- Other name: Turkmensahra Councils Central Headquarters
- Dates active: 1979–1980 in Turkmen Sahra 1980–present in Turkmenistan and Europe
- Country: Iran
- Headquarters: Gonbad-e Kavus, Golestan Province, Iran
- Newspaper: Ilguji
- Active regions: Turkmen Sahra
- Ideology: Agrarian socialism Federalism
- Political position: Left
- Wars: 1979 Turkmen rebellion in Iran
- Website: ilguji.org

= Turkmen People's Cultural and Political Society =

Communist insurgent group in Iran

The Turkmen People's Cultural and Political Society (Türkmen Halk Medenli we Syýasy Ojak, کانون فرهنگی و سیاسی خلق ترکمن), also known as the Turkmensahra Councils Central Headquarters (ستاد مرکزی شوراهای ترکمن‌صحرا), was a socialist and ethnic insurgent group based in Gonbad-e Kavus, Iran.

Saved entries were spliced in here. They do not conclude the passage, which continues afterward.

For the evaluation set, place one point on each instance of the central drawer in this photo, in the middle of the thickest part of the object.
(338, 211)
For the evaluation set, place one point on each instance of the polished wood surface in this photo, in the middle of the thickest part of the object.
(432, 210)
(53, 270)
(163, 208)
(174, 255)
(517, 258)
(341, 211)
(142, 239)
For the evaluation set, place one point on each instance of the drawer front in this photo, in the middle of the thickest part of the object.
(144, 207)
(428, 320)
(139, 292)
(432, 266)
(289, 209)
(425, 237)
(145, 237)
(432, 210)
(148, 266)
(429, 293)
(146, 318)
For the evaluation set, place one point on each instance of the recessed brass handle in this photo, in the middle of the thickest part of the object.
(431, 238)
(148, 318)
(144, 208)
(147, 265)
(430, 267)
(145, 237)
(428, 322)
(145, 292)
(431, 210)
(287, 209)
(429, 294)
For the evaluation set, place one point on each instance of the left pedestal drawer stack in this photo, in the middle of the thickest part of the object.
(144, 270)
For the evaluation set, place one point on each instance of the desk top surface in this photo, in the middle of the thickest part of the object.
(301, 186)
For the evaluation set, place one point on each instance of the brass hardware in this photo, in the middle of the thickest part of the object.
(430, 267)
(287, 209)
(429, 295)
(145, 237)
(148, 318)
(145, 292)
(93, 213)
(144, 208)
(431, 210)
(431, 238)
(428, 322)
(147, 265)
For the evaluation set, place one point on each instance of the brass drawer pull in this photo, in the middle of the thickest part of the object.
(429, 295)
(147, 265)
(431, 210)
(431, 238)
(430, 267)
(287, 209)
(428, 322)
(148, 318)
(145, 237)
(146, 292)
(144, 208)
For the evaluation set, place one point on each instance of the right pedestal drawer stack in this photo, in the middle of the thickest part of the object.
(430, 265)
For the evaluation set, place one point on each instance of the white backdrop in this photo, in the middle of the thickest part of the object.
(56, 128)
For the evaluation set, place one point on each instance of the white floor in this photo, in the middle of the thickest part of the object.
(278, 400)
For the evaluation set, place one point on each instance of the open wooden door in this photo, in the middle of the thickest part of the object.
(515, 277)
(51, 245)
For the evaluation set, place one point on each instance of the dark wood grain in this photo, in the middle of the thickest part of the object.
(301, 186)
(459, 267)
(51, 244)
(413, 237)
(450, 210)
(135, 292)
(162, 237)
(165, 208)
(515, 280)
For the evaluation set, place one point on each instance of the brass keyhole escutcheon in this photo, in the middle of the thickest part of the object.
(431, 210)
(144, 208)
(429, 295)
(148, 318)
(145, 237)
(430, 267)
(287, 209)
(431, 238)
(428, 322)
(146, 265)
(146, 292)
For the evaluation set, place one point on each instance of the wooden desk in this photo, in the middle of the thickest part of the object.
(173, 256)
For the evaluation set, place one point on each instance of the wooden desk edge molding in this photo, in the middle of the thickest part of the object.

It was established in the immediate aftermath of the Iranian Revolution and mobilized Iranian Turkmens who mostly follow Sunni Islam. It was closely associated with the Organization of Iranian People's Fedai Guerrillas (OIPFG) in terms of political bent. Following Iranian Revolution, the Turkmen people established local councils and a parallel system of self-government across Turkmen Sahra. For roughly a year, a form of dual power existed in the region: the newly established Islamic Republic claimed formal sovereignty, while Turkmen councils exercised substantial authority over local administration, land distribution, and economic affairs. The After the initial clashes in March 1979, a ceasefire was reached, but the Turkmen councils continued to operate and expand their influence throughout the following months. It was only after this period of dual power that the Islamic Republic launched its decisive military offensive in February 1980, ultimately dismantling the councils and imposing central government control over Turkmen Sahra. The second phase erupted in February 1980 between the two sides, but it was suppressed by the Islamic Revolutionary Guard Corps. The kidnapping and murder of the group's leaders dealt a major blow to the organization, preventing it from continuing its activities inside Iran. Outside the country, Turkmen political activities have largely continued through organizations such as the Organization for the Defense of the National Rights of the Turkmen People and the Turkmen Sahra Cooperation Council.